Stone Energy’s 2018 Capital Program: What to Expect

Stone Energy’s 2018 capex

In this part, we’ll discuss Stone Energy (SGY)—the final company in the top-five lineup of upstream companies with the highest forecast capex (capital expenditure) growth in 2018 compared to the levels in 2017. Stone Energy’s management forecast a capex of $212 million in 2018 compared to $154 million spent in 2017, which is ~38% growth.

Stone Energy’s 2018 Capital Program: What to Expect

The forecast capex doesn’t include the effect of the potential Talos combination. In November 2017, Stone Energy announced its decision to combine with Talos Energy LLC. Under the agreement terms, Talos Energy LLC and Stone Energy will both become wholly-owned subsidiaries of a new holding company, which will become a publicly traded entity. The combined company will be named “Talos Energy.” At closing, Talos shareholders will own 63% of the new combined company, while Stone Energy shareholders will own 37%.
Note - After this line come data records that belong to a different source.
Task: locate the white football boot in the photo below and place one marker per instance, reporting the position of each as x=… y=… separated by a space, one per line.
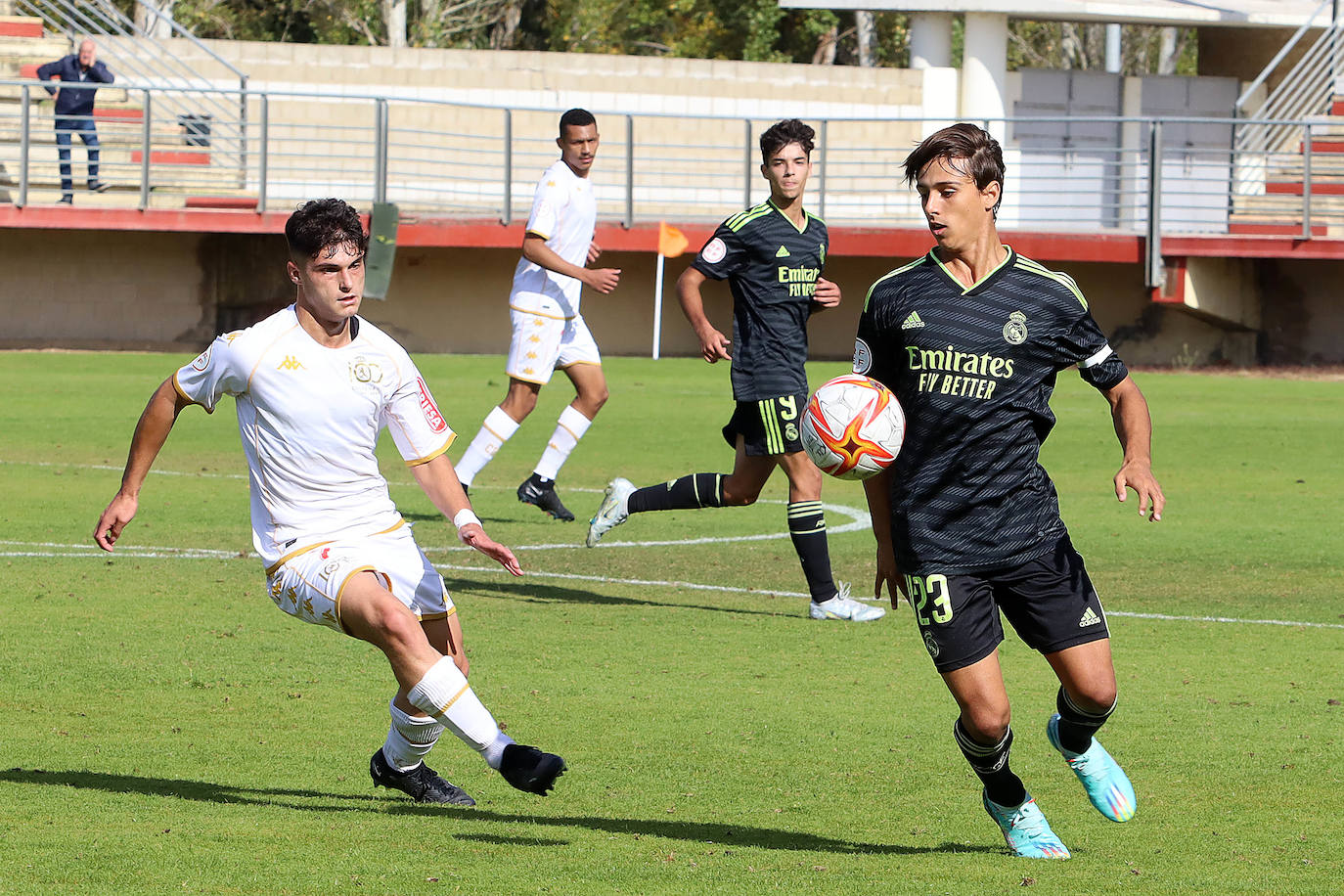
x=613 y=511
x=845 y=607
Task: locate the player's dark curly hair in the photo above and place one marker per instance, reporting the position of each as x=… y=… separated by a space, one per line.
x=790 y=130
x=966 y=150
x=323 y=223
x=575 y=118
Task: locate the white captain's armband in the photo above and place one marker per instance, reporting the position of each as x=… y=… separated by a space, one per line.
x=466 y=517
x=1097 y=359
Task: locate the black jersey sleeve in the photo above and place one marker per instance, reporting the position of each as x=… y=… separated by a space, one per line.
x=723 y=255
x=1086 y=345
x=874 y=347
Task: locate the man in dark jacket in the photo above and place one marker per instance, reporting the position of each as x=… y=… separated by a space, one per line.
x=74 y=111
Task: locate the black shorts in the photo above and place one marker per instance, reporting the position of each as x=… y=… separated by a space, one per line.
x=1049 y=601
x=768 y=426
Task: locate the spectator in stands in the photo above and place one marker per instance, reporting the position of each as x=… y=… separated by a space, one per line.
x=74 y=111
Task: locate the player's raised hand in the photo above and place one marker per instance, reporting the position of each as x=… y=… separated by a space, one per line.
x=715 y=345
x=473 y=536
x=113 y=520
x=604 y=280
x=1139 y=475
x=827 y=294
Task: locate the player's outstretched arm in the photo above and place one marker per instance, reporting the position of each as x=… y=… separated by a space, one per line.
x=1135 y=430
x=714 y=345
x=827 y=294
x=535 y=250
x=151 y=432
x=877 y=489
x=438 y=481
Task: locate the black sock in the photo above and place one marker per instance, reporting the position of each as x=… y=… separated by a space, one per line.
x=808 y=532
x=690 y=492
x=991 y=763
x=1078 y=726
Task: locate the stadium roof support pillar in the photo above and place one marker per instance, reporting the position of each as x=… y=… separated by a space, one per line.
x=984 y=68
x=930 y=39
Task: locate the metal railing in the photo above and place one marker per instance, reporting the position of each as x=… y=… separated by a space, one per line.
x=459 y=160
x=1304 y=92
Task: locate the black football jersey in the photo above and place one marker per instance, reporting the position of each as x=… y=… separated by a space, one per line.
x=772 y=269
x=973 y=370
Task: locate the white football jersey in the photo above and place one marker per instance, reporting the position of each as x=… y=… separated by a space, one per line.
x=564 y=214
x=309 y=420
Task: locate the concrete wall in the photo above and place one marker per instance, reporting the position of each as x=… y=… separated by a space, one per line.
x=83 y=289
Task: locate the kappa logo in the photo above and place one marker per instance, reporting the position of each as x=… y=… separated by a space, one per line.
x=1015 y=331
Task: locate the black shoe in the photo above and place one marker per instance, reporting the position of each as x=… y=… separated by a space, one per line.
x=421 y=784
x=530 y=769
x=542 y=493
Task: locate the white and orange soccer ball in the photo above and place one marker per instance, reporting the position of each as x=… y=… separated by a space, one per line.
x=852 y=427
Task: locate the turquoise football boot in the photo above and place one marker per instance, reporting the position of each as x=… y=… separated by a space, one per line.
x=1106 y=784
x=1026 y=829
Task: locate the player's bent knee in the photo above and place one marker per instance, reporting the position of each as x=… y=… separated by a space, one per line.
x=987 y=724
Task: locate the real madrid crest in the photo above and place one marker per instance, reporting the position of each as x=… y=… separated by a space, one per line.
x=1015 y=331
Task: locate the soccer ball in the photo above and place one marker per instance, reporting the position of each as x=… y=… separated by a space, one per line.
x=852 y=427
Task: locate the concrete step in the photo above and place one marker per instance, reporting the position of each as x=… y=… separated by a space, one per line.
x=21 y=25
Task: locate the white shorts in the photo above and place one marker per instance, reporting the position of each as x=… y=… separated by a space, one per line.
x=308 y=583
x=543 y=342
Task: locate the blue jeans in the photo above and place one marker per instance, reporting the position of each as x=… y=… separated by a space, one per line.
x=85 y=128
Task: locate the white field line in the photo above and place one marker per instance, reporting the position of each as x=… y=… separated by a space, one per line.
x=859 y=520
x=10 y=548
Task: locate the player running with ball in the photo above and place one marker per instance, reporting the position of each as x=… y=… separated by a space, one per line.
x=970 y=338
x=772 y=256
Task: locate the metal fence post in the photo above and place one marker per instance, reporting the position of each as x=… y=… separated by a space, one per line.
x=1154 y=273
x=1307 y=184
x=822 y=175
x=381 y=151
x=243 y=128
x=146 y=130
x=507 y=205
x=629 y=172
x=746 y=179
x=262 y=164
x=24 y=144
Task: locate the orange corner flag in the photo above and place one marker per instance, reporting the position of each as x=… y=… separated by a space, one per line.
x=672 y=242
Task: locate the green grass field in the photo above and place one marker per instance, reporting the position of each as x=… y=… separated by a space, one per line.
x=167 y=730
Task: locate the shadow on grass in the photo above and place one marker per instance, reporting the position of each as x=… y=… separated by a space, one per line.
x=696 y=831
x=543 y=591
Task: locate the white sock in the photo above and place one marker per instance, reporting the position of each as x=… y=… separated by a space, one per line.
x=495 y=431
x=568 y=430
x=409 y=739
x=445 y=694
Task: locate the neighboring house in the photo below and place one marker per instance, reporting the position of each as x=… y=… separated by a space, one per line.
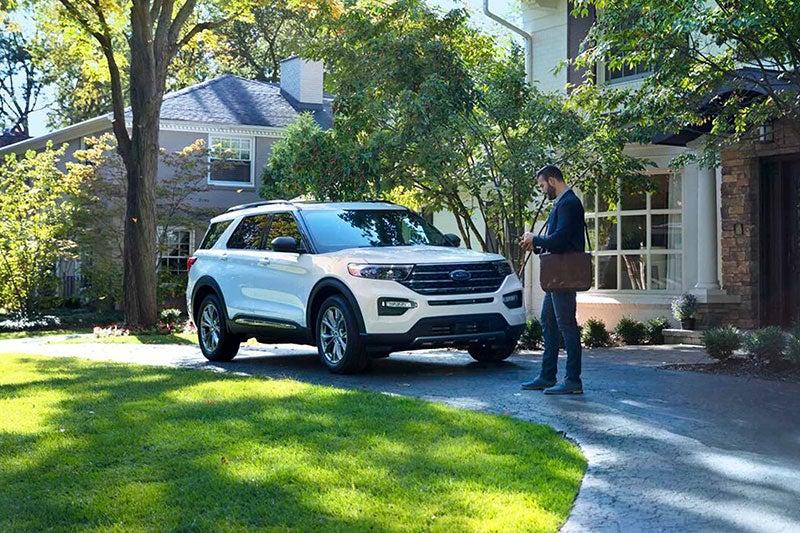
x=730 y=235
x=242 y=117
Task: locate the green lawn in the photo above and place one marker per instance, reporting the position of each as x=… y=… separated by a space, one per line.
x=165 y=338
x=122 y=447
x=7 y=335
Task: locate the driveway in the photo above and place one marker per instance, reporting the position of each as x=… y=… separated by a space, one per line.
x=667 y=450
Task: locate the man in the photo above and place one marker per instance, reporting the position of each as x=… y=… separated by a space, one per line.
x=565 y=229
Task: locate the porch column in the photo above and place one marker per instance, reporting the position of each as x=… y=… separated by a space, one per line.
x=707 y=279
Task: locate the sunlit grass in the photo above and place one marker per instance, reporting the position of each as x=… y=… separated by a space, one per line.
x=120 y=447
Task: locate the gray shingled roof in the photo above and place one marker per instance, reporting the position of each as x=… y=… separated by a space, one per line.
x=230 y=99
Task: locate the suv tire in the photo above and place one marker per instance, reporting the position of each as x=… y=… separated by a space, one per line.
x=487 y=353
x=338 y=339
x=216 y=342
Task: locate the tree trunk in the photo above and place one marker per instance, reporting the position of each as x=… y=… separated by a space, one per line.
x=140 y=250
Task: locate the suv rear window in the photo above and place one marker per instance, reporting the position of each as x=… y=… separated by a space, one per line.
x=283 y=225
x=213 y=234
x=249 y=234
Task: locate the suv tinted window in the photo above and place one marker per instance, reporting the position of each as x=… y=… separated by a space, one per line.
x=213 y=234
x=283 y=225
x=248 y=234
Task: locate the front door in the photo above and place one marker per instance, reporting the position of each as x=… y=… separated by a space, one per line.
x=780 y=242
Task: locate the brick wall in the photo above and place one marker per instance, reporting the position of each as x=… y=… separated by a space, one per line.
x=739 y=209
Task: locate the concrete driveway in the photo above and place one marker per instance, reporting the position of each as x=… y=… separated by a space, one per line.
x=667 y=450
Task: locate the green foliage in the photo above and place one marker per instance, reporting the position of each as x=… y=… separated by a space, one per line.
x=594 y=334
x=532 y=336
x=721 y=342
x=765 y=345
x=655 y=329
x=684 y=306
x=631 y=331
x=426 y=103
x=699 y=47
x=793 y=349
x=37 y=208
x=216 y=444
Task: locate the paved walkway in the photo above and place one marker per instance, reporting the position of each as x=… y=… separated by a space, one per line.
x=667 y=450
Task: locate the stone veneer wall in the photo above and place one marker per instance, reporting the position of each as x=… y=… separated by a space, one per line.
x=739 y=208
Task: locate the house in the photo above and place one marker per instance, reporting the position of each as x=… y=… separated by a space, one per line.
x=729 y=235
x=243 y=117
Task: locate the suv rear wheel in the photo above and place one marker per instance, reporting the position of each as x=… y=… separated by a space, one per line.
x=338 y=340
x=492 y=352
x=216 y=342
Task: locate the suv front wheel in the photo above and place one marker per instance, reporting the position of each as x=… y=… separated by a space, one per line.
x=492 y=352
x=216 y=342
x=338 y=340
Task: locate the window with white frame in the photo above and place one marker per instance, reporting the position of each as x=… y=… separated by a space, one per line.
x=637 y=244
x=231 y=161
x=176 y=247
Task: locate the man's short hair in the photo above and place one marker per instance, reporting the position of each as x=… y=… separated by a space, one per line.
x=550 y=171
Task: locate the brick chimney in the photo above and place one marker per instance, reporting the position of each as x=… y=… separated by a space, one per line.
x=301 y=82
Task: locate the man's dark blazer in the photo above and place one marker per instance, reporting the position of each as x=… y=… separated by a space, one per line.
x=564 y=226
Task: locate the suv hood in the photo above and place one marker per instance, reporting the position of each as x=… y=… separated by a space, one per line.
x=415 y=255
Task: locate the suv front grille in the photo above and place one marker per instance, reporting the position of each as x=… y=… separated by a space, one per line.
x=436 y=279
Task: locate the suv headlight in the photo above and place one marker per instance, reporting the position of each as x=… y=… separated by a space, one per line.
x=503 y=268
x=388 y=272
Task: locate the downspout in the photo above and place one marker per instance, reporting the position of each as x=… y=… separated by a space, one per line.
x=525 y=35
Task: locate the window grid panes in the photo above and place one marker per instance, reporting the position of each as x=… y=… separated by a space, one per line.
x=638 y=245
x=176 y=249
x=231 y=160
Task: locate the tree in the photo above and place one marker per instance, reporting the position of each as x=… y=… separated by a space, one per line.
x=254 y=49
x=158 y=31
x=21 y=79
x=37 y=206
x=748 y=50
x=426 y=103
x=99 y=227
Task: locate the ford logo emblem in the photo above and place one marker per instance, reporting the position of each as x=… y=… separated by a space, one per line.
x=460 y=275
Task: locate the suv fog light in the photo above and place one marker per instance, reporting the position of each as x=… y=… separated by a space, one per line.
x=394 y=306
x=513 y=300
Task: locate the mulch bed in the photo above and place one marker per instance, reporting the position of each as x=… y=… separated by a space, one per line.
x=741 y=366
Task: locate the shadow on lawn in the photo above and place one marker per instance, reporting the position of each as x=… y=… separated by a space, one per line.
x=140 y=447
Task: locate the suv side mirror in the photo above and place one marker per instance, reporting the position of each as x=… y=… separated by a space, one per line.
x=285 y=244
x=452 y=239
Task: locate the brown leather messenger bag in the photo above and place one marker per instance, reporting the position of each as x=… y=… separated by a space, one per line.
x=569 y=271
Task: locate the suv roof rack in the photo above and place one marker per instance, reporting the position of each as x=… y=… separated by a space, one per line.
x=258 y=204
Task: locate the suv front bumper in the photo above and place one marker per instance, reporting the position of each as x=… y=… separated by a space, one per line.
x=458 y=330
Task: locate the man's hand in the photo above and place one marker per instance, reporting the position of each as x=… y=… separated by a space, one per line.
x=526 y=242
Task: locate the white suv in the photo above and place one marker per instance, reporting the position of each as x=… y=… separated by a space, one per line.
x=357 y=280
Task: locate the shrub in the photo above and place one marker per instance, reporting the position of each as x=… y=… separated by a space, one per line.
x=170 y=318
x=684 y=306
x=594 y=334
x=532 y=336
x=765 y=345
x=721 y=342
x=630 y=331
x=655 y=329
x=793 y=348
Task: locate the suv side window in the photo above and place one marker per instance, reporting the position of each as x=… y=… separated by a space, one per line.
x=213 y=234
x=249 y=233
x=283 y=225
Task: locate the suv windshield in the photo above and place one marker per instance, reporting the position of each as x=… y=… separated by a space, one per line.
x=357 y=228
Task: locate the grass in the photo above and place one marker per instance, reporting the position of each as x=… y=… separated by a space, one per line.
x=8 y=335
x=121 y=447
x=160 y=338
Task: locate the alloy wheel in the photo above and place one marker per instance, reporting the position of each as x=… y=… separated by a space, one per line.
x=210 y=327
x=333 y=335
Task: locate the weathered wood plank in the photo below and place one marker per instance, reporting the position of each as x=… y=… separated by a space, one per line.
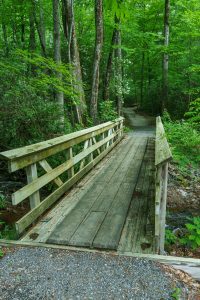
x=162 y=151
x=24 y=156
x=87 y=230
x=24 y=222
x=65 y=230
x=109 y=233
x=38 y=183
x=31 y=173
x=44 y=164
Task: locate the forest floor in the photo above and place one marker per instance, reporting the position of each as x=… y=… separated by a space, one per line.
x=41 y=273
x=183 y=199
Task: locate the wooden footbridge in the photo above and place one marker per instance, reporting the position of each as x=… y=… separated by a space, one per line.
x=118 y=205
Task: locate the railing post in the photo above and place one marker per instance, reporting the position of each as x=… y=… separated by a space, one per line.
x=31 y=173
x=163 y=208
x=69 y=155
x=158 y=192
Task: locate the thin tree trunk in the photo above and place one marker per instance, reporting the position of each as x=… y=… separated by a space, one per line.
x=57 y=51
x=106 y=88
x=40 y=25
x=22 y=31
x=97 y=58
x=166 y=56
x=142 y=80
x=4 y=30
x=118 y=62
x=74 y=57
x=32 y=42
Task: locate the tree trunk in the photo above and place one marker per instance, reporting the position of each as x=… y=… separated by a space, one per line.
x=32 y=42
x=166 y=56
x=74 y=57
x=97 y=58
x=57 y=52
x=142 y=80
x=40 y=25
x=118 y=62
x=4 y=30
x=106 y=88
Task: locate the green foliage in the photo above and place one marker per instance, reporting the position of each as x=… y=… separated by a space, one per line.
x=193 y=115
x=176 y=293
x=107 y=111
x=1 y=253
x=170 y=237
x=28 y=114
x=8 y=232
x=184 y=140
x=192 y=238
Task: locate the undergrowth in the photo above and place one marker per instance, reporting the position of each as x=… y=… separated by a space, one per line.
x=184 y=140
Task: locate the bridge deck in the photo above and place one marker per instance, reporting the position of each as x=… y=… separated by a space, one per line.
x=114 y=210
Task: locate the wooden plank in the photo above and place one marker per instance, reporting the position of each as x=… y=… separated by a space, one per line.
x=24 y=222
x=134 y=229
x=64 y=231
x=69 y=156
x=38 y=183
x=109 y=233
x=31 y=173
x=44 y=164
x=162 y=151
x=163 y=210
x=105 y=200
x=24 y=156
x=87 y=230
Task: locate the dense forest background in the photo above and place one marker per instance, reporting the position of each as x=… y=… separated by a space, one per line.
x=69 y=64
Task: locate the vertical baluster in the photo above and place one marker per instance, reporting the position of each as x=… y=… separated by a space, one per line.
x=31 y=173
x=69 y=155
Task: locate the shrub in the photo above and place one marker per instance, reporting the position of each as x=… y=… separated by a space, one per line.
x=28 y=112
x=107 y=111
x=185 y=143
x=170 y=237
x=193 y=115
x=192 y=237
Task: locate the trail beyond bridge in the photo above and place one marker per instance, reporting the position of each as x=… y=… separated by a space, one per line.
x=118 y=205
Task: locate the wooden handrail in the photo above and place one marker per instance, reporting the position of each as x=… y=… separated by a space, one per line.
x=162 y=157
x=98 y=141
x=24 y=156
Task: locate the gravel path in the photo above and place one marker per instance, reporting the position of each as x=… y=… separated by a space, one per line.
x=41 y=273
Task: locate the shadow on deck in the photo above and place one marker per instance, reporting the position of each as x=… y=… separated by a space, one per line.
x=114 y=210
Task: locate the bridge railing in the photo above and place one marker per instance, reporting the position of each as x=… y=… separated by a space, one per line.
x=76 y=152
x=162 y=157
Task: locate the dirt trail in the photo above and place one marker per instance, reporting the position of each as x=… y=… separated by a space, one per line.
x=141 y=125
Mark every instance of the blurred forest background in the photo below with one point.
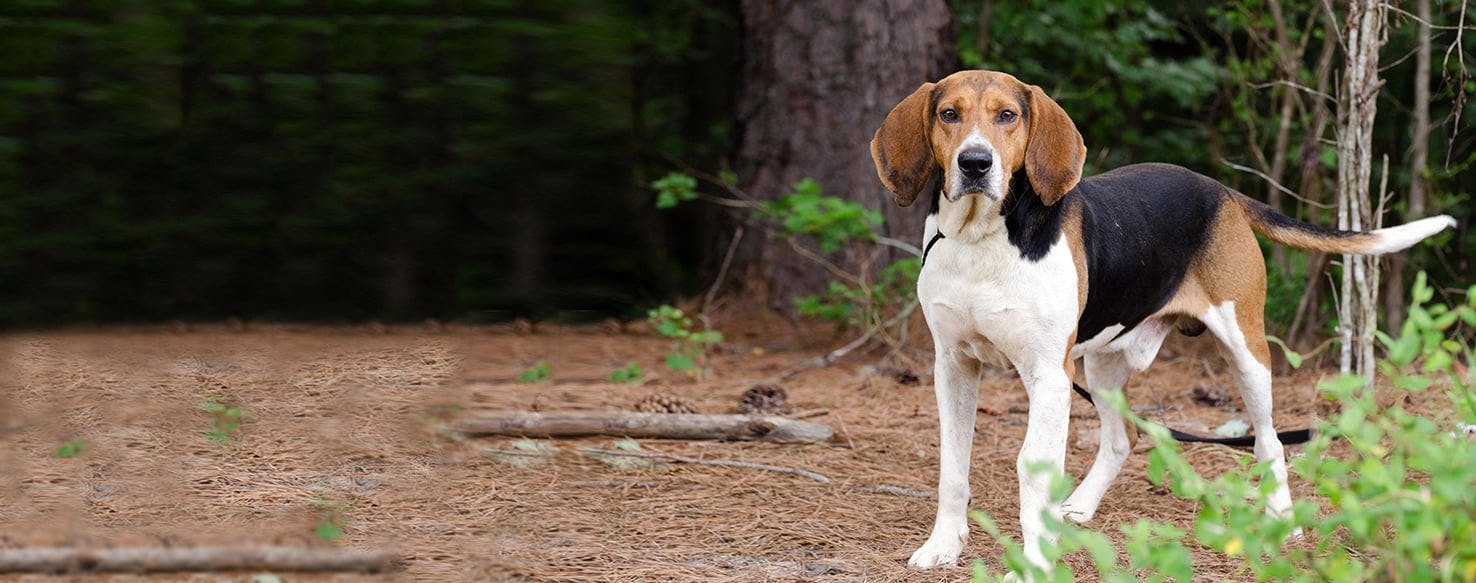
(462, 160)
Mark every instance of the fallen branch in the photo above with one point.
(648, 425)
(880, 489)
(201, 558)
(889, 489)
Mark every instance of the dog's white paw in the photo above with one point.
(939, 549)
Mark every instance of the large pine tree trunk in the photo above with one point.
(818, 77)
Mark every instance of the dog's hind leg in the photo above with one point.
(955, 378)
(1245, 341)
(1104, 374)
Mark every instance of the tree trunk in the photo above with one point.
(1308, 313)
(818, 77)
(1419, 158)
(1364, 31)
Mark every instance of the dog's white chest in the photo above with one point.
(986, 291)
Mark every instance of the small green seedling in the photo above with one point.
(71, 449)
(688, 347)
(332, 521)
(535, 374)
(225, 421)
(629, 374)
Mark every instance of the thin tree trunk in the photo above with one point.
(1308, 315)
(986, 12)
(1419, 158)
(1289, 56)
(1364, 31)
(818, 78)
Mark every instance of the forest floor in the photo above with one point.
(352, 419)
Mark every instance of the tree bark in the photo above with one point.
(1364, 31)
(818, 77)
(1419, 158)
(1308, 313)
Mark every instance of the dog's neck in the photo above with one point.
(1020, 219)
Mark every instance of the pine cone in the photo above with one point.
(765, 400)
(664, 403)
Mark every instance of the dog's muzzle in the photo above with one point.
(973, 167)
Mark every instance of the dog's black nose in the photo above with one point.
(974, 164)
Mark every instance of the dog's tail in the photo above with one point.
(1292, 232)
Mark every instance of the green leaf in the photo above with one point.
(535, 374)
(328, 530)
(673, 189)
(1293, 357)
(71, 449)
(679, 362)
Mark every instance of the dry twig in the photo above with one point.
(201, 558)
(647, 425)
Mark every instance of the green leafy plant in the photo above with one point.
(1394, 487)
(71, 449)
(629, 374)
(855, 300)
(225, 421)
(538, 372)
(830, 220)
(864, 304)
(332, 518)
(675, 189)
(690, 349)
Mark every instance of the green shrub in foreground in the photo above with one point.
(1395, 490)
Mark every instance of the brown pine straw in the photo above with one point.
(343, 419)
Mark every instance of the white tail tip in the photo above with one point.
(1405, 235)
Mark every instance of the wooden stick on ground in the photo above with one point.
(880, 489)
(647, 425)
(199, 558)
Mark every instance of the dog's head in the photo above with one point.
(977, 129)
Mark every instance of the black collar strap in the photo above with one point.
(929, 247)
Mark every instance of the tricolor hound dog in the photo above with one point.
(1050, 267)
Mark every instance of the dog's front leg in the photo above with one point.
(955, 378)
(1048, 385)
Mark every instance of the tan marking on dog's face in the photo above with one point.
(983, 111)
(979, 112)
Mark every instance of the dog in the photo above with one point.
(1048, 267)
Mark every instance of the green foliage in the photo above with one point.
(864, 304)
(833, 222)
(690, 349)
(538, 372)
(629, 374)
(673, 189)
(1293, 357)
(225, 421)
(71, 449)
(332, 518)
(1394, 486)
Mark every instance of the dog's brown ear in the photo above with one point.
(901, 146)
(1056, 152)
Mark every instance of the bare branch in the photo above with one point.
(1273, 182)
(722, 270)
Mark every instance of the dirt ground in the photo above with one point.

The only update provided is that the combination is “progressing.” The all-stock transaction is expected to close during 2Q18. As you can see in the above chart on the right, the combined capex is expected to be $440 million.

2018 capex plans

Around 36% of Stone Energy’s 2018 capex is allocated to exploration, 27% is allocated to development, and 37% is allocated to plugging and abandonment expenditures. In a press release, Stone Energy said, “The allocation of capital across the various areas is subject to change based on several factors, including permitting times, rig availability, non-operator decisions, farm-in opportunities, and commodity pricing.”

2018 production growth forecast

The combined company’s production is expected to average ~48.5 Mboe/d in 2018. Stone Energy’s fiscal 2017 production was 21.9 Mboe/d.